[RDataFrame] Inter-conversion between ROOT and numpy data for RVec type columns

Currently, the ROOT.RDF.MakeNumpyDataFrame method only seems to accept columns with simple data types. However, in practice, a lot of analysis data contains columns of vector types. If someone wants to first convert ROOT data to numpy arrays via the rdf.AsNumpy method to do some processing and convert back to ROOT, it will give an error if there exists vector type columns:

import ROOT
ROOT.RDataFrame(10).Define("foo", "ROOT::VecOps::RVec<int>{1,2,3,4}").Snapshot("tree", "test.root")
array_data = ROOT.RDataFrame("tree", "test.root").AsNumpy()
ROOT.RDF.MakeNumpyDataFrame(array_data)

which gives the error

---------------------------------------------------------------------------
RuntimeError                              Traceback (most recent call last)
Cell In [3], line 4
      2 ROOT.RDataFrame(10).Define("foo", "ROOT::VecOps::RVec<int>{1,2,3,4}").Snapshot("tree", "test.root")
      3 array_data = ROOT.RDataFrame("tree", "test.root").AsNumpy()
----> 4 ROOT.RDF.MakeNumpyDataFrame(array_data)

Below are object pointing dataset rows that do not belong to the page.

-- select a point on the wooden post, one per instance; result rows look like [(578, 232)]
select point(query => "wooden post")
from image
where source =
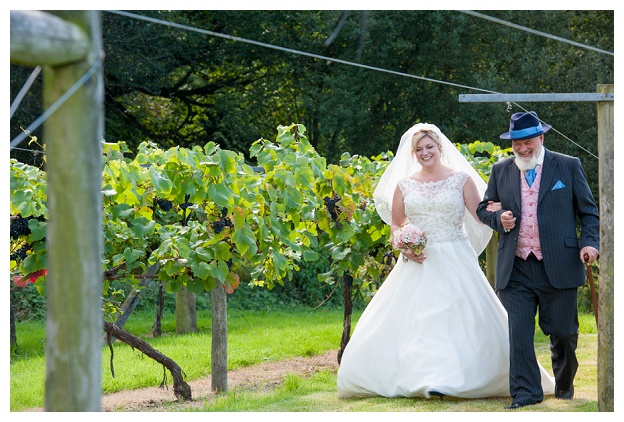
[(67, 44), (605, 285), (219, 338), (73, 136), (186, 308), (491, 251)]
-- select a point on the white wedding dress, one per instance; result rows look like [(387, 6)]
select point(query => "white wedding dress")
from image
[(437, 325)]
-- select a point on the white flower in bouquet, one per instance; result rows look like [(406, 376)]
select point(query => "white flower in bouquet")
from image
[(408, 238)]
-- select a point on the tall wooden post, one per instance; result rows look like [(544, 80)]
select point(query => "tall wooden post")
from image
[(73, 136), (219, 339), (605, 286), (67, 44)]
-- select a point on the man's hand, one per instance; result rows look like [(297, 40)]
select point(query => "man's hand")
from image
[(589, 254), (508, 221)]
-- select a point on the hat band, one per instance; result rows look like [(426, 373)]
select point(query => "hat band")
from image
[(513, 134)]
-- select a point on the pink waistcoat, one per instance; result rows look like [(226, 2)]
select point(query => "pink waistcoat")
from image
[(528, 236)]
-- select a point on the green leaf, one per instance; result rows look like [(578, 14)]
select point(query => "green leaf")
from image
[(200, 270), (161, 183), (132, 255), (245, 241), (220, 194), (222, 251), (220, 270), (142, 227)]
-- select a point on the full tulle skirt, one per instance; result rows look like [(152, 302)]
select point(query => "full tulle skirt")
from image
[(432, 326)]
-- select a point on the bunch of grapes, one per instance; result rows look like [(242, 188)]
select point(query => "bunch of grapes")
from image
[(163, 204), (388, 258), (330, 204), (223, 222), (186, 203), (21, 253), (19, 225)]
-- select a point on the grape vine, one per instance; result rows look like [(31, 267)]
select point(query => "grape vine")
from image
[(243, 220)]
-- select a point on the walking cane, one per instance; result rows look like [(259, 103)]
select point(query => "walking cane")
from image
[(590, 276)]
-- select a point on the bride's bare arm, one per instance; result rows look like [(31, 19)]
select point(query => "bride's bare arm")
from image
[(398, 210), (471, 198)]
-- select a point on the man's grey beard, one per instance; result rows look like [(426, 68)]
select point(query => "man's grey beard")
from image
[(526, 165)]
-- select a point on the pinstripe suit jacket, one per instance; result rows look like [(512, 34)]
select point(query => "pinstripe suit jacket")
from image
[(557, 211)]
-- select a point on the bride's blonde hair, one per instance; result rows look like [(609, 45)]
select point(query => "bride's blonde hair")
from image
[(421, 134)]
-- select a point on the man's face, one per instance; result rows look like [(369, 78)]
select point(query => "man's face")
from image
[(527, 151)]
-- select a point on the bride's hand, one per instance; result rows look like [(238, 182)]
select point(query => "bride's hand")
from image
[(420, 258), (494, 206)]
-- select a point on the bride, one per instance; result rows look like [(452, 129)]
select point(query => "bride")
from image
[(435, 326)]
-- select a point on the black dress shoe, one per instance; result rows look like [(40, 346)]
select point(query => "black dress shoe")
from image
[(565, 394), (436, 394), (515, 406)]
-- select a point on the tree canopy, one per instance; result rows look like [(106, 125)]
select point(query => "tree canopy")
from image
[(180, 78)]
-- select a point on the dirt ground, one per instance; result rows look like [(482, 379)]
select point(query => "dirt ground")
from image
[(263, 376)]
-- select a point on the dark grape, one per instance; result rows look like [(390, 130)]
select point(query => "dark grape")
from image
[(19, 227), (164, 204), (330, 204), (218, 226)]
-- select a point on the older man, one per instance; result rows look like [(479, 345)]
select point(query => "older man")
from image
[(540, 256)]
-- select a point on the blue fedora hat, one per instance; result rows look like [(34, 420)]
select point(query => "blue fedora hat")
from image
[(525, 125)]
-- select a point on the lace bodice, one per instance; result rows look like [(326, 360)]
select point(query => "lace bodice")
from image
[(436, 208)]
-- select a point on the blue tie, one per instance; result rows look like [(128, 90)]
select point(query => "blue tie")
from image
[(530, 176)]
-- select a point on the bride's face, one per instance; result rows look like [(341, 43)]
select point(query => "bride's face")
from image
[(427, 151)]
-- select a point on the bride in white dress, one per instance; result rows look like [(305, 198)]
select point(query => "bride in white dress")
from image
[(435, 326)]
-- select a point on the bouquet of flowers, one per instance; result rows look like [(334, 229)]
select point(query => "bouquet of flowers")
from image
[(408, 238)]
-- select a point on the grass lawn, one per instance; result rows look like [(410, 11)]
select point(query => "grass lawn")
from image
[(270, 335)]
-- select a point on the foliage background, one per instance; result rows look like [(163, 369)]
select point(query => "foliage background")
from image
[(176, 86)]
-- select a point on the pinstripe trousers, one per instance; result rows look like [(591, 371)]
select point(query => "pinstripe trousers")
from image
[(529, 290)]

RuntimeError: Object not convertible: Dictionary entry foo is not convertible with AsRVec.

Is there a solution or work-around to this problem? Ideally, one would expect the inter-conversion to work at least for standard C++ types.

ROOT Version: 6.26, 6.27, 6.28
Platform: LCG

1 Like

Hi @AlkaidCheng ,

indeed MakeNumpyDataFrame only supports simple types. There is some work towards supporting input awkward arrays and exporting RDF data as awkward arrays, which would solve the case in your example. See ACAT 2022 (23-28 October 2022): Awkward Arrays to RDataFrame and back · Indico .

Cheers,
Enrico

This topic was automatically closed 14 days after the last reply. New replies are no longer allowed.